FOR THE DISTRICT OF COLUMBIA
I, Wade McGill, declare as follows:
1. I am the Chief Administrative Officer of Allied Wireless Communications Corporation (AWCC), a subsidiary of Atlantic Tele-Network Inc. (ATN). I am part of the management team responsible for integrating the wireless businesses formerly owned by Alltel Corporation (Alltel) that were acquired by ATN from Verizon Communications Inc. (Verizon) on April 26, 2010. I have personal knowledge of the matters stated in this declaration.
2. Through this transaction, AWCC acquired approximately 895,000 former Alltel subscribers across portions of six states. To ensure that these subscribers continued to receive wireless service until AWCC was ready to support these subscribers on its own systems, ATN entered into a transition services agreement (TSA) with Verizon. Pursuant to this agreement, Verizon supplies the required network support, customer service and billing systems to support the acquired Alltel subscribers. The TSA will expire one year from the date ATN acquired the Alltel assets, April 26, 2011.
3. AWCC has made considerable efforts to migrate off of the TSA services provided by Verizon and operate the acquired wireless businesses independently. AWCC has installed its own SS7 network signaling and voicemail service, and re-directed over two-thirds of the acquired cellsites to its new network. Despite these efforts, AWCC is unable to complete the transition by April 26, 2011 and will still need services from Verizon pursuant to the TSA because AWCC's new billing system is not complete. The billing system is both the heart of the initial migration of all customer information, as well as the core system for the ongoing provision of wireless and customer service. The billing system ensures that customer accounts are properly created and maintained, and that wireless services are provided to the subscribers and billed correctly. If the billing system does not work properly, key customer functionality is lost, including everything from call connection and voicemail to text and picture messaging.
4. The billing platform is also the foundation of all customer care functions, financial functions, marketing functions, and web self-care. If the billing system cannot properly create or maintain an account, the customer care process would not function optimally, and subscribers would not be able to access their accounts on the web, an important and competitively attractive feature.
5. Before the billing system conversion can begin, the account creation and maintenance functions must be fully tested to insure that an accurate customer account is created in the new system and the subscriber receives the correct features and services. If there are errors in the new billing system, customers may lose wireless service or a particular feature.
6. ATN wants to ensure that the acquired Alltel customers have access to the same features and functionality they previously enjoyed, and therefore designed a complex billing system, which required substantial time to develop and implement. AWCC's billing system vendor, Convergys Corporation, is diligently working on the installation and migration to the new system, and the majority of the system elements are in the testing phase. But, AWCC has been advised that the planned testing and installation of the new system and the migration of all existing AWCC customers will not be complete before the TSA expires on April 26, 2011.

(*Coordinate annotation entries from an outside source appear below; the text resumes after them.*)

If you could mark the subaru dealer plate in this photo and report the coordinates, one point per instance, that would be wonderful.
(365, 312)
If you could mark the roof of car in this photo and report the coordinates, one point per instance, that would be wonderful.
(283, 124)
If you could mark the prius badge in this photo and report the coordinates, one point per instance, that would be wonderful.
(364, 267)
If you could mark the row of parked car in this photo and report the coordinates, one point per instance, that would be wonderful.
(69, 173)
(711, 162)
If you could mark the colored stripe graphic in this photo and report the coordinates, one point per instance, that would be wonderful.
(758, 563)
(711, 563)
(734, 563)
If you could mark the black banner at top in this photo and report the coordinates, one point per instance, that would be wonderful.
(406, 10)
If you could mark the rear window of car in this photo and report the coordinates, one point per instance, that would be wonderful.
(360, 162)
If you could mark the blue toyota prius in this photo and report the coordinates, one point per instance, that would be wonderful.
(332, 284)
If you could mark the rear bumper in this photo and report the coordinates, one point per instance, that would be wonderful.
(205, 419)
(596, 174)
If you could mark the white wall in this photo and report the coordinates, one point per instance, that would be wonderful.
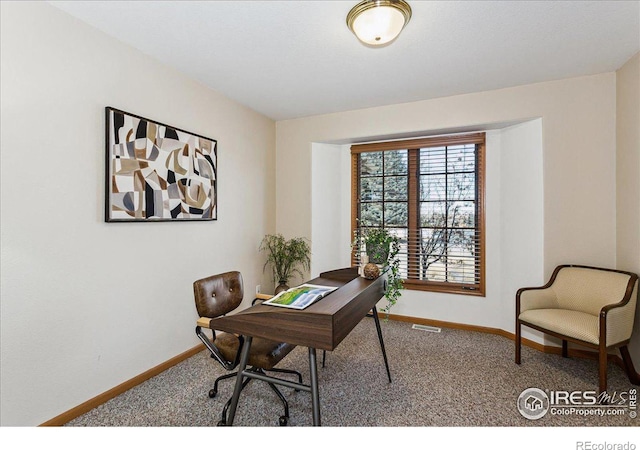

7. ATN anticipates that it will require up to an additional four months, until August 26, 2011, to complete the testing and associated work necessary for the billing system to be fully operational and migrate the subscribers. During this short time period, AWCC will continue to rely on services provided pursuant to the TSA.
8. Not extending the TSA would have adverse impacts on AWCC's customers. Without this extension, a complete loss or significant degradation of wireless service features and functionality and incorrect billing could result.
9. Verizon and ATN have executed an extension of the TSA for up to four months, through August 26, 2011, on commercially reasonable terms.
I declare, pursuant to 18 U.S.C. § 1746, that the foregoing is true and correct.